Em último lugar também é importante estabelecer a posição certa do trabalho

objetivo do historiador dentro do texto histórico. Pois, Paul Ricoeur é contundente ao falar

deste fator. Ele afirma que nós sempre esperamos da história alguma objetividade, maneira

pela qual a história nasce é objetiva, precede da retificação e arrumação oficial e

pragmática feita pelas sociedades em relação a seu passado. Esta subjetividade do autor

presente na composição do texto histórico é fundamental. Pois através dela o leitor do texto

histórico se identifica no texto e se posiciona em relação ao fato histórico relatado. Porém é

também fundamental destacar que não é pela presença desta subjetividade que a história

deixa de ser científica.

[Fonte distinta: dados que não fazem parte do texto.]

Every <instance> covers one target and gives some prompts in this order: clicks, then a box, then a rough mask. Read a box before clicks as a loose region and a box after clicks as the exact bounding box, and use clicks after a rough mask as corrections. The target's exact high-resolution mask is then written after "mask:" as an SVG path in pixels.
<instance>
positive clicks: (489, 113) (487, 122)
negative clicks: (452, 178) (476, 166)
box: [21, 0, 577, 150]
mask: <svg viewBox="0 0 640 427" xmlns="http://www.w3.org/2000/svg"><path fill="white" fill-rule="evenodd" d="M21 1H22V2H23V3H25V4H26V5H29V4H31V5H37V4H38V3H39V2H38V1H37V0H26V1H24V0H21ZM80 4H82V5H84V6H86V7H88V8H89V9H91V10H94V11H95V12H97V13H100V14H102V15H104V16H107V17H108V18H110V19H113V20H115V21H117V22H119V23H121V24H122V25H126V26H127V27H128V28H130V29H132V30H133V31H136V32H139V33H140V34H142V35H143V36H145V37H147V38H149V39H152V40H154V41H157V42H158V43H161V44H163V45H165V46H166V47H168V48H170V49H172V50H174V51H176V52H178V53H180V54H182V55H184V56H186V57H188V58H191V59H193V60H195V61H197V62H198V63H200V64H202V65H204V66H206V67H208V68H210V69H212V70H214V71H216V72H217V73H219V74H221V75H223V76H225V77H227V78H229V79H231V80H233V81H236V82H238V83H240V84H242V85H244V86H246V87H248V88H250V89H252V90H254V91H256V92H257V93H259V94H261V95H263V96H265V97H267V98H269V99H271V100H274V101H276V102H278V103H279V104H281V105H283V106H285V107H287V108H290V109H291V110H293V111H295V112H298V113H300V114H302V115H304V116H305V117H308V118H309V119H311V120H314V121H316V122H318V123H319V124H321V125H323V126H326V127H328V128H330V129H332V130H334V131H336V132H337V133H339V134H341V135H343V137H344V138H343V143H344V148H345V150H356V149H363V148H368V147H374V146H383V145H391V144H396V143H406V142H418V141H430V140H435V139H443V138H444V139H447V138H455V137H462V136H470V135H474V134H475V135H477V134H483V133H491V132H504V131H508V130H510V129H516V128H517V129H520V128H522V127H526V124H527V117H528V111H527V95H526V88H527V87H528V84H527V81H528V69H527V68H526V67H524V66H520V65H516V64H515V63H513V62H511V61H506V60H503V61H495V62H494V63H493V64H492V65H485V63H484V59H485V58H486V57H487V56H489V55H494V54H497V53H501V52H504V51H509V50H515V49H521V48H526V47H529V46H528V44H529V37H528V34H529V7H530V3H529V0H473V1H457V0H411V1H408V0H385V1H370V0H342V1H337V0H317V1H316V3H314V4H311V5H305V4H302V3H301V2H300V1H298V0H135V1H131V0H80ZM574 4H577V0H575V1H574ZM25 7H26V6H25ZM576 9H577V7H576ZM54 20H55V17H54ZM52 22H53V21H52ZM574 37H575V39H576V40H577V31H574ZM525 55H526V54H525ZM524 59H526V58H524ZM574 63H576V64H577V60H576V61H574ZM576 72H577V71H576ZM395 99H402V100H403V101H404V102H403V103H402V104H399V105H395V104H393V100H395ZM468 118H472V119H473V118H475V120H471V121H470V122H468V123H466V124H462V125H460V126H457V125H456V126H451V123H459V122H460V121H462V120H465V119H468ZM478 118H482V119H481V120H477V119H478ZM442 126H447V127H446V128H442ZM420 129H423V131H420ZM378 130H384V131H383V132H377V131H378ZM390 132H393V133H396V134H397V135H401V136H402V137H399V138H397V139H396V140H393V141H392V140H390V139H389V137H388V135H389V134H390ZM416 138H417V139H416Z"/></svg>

O historiador tenta reviver com os homens do passado com sua

experiência humana própria. Ele passa assim, a fazer parte da história na somente no

sentido de que o passado é passado de seu presente, mas no sentido de que os homens do

passado pertencem a mesma humanidade. A história seria assim, a maneirra pela qual os

homens do presente repetem a humanidade dos homens do passado. Portanto, a história

reflete a subjetividade do historiador. “A história faz o historiador tanto quanto o

historiador faz a história” (RICOEUR,1968.P34).